Both alleles carry the G variant; significantly elevated preeclampsia risk due to reduced placental H₂S production capacity

Preeclampsia — the syndrome of new-onset hypertension with proteinuria or organ dysfunction after 20 weeks' gestation — affects 2–8% of pregnancies globally and is a leading cause of maternal and perinatal mortality. The CTH/H₂S system plays a gating role: H₂S produced by placental CTH suppresses sFlt-1 and soluble endoglin release, promotes eNOS activity, and maintains trophoblast invasion. When CTH output is reduced (as the GG genotype at rs482843 suggests), these protective signals are weakened, and the balance tips toward the anti-angiogenic state that characterizes preeclampsia.
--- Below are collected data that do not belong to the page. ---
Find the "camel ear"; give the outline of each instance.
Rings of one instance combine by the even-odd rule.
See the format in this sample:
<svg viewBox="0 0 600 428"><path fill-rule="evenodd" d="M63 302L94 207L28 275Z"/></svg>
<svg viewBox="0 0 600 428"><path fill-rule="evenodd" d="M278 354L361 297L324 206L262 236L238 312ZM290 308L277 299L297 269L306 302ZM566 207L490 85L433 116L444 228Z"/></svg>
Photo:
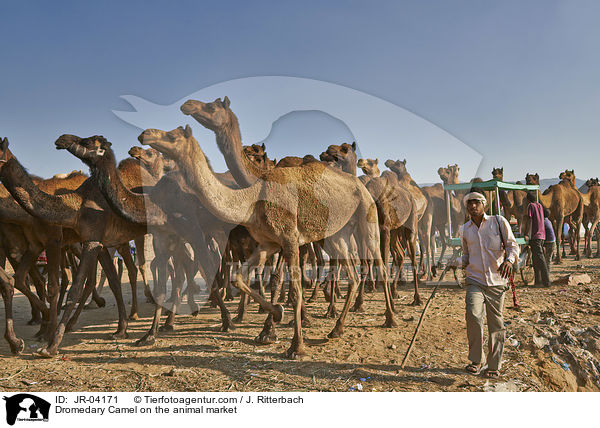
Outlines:
<svg viewBox="0 0 600 428"><path fill-rule="evenodd" d="M385 161L385 166L387 166L389 169L392 169L392 167L394 166L394 161L391 159L388 159Z"/></svg>
<svg viewBox="0 0 600 428"><path fill-rule="evenodd" d="M352 150L356 151L356 141L352 142Z"/></svg>
<svg viewBox="0 0 600 428"><path fill-rule="evenodd" d="M262 143L261 147L262 147L263 151L265 151L265 150L266 150L266 148L265 148L265 143Z"/></svg>
<svg viewBox="0 0 600 428"><path fill-rule="evenodd" d="M190 138L192 136L192 128L190 128L190 125L185 125L183 135L185 135L186 138Z"/></svg>
<svg viewBox="0 0 600 428"><path fill-rule="evenodd" d="M229 97L227 95L225 95L225 99L223 99L223 107L229 108L230 105L231 105L231 101L229 101Z"/></svg>
<svg viewBox="0 0 600 428"><path fill-rule="evenodd" d="M503 173L504 172L504 167L500 168L500 172Z"/></svg>
<svg viewBox="0 0 600 428"><path fill-rule="evenodd" d="M379 158L375 159L375 165L377 165L379 163Z"/></svg>
<svg viewBox="0 0 600 428"><path fill-rule="evenodd" d="M402 161L402 163L403 163L404 165L406 165L406 158L405 158L405 159Z"/></svg>
<svg viewBox="0 0 600 428"><path fill-rule="evenodd" d="M2 141L0 142L0 149L2 149L2 151L6 151L6 149L8 149L8 138L4 137L2 139Z"/></svg>
<svg viewBox="0 0 600 428"><path fill-rule="evenodd" d="M365 166L365 160L364 159L359 159L358 163L356 164L356 166L358 166L359 168L362 168L363 166Z"/></svg>

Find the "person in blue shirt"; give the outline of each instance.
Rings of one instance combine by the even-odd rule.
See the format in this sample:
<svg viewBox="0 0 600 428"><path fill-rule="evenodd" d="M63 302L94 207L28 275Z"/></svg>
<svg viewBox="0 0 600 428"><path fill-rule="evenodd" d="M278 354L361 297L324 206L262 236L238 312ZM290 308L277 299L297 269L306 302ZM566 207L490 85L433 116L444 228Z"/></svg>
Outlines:
<svg viewBox="0 0 600 428"><path fill-rule="evenodd" d="M544 240L544 258L546 259L548 272L550 272L550 261L554 255L556 236L554 236L554 228L552 227L552 222L548 217L550 217L550 210L548 208L544 208L544 229L546 231L546 239Z"/></svg>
The p<0.000001 association from Mrozikiewicz et al. 2015 is striking given a study size of n=180. However, the finding requires independent replication in larger cohorts before clinical certainty is established. Until then, the appropriate response is heightened prenatal vigilance — not alarm. Preeclampsia is manageable when detected early: low-dose aspirin from 12–16 weeks substantially reduces risk in high-risk women.

This variant's risk is distinct from and additive to that of rs1021737 (Ser403Ile), which affects homocysteine clearance. A woman with GG at rs482843 AND TT at rs1021737 faces compounded vulnerability: impaired placental H₂S production (this variant) AND elevated homocysteine (rs1021737), both of which independently damage placental vasculature.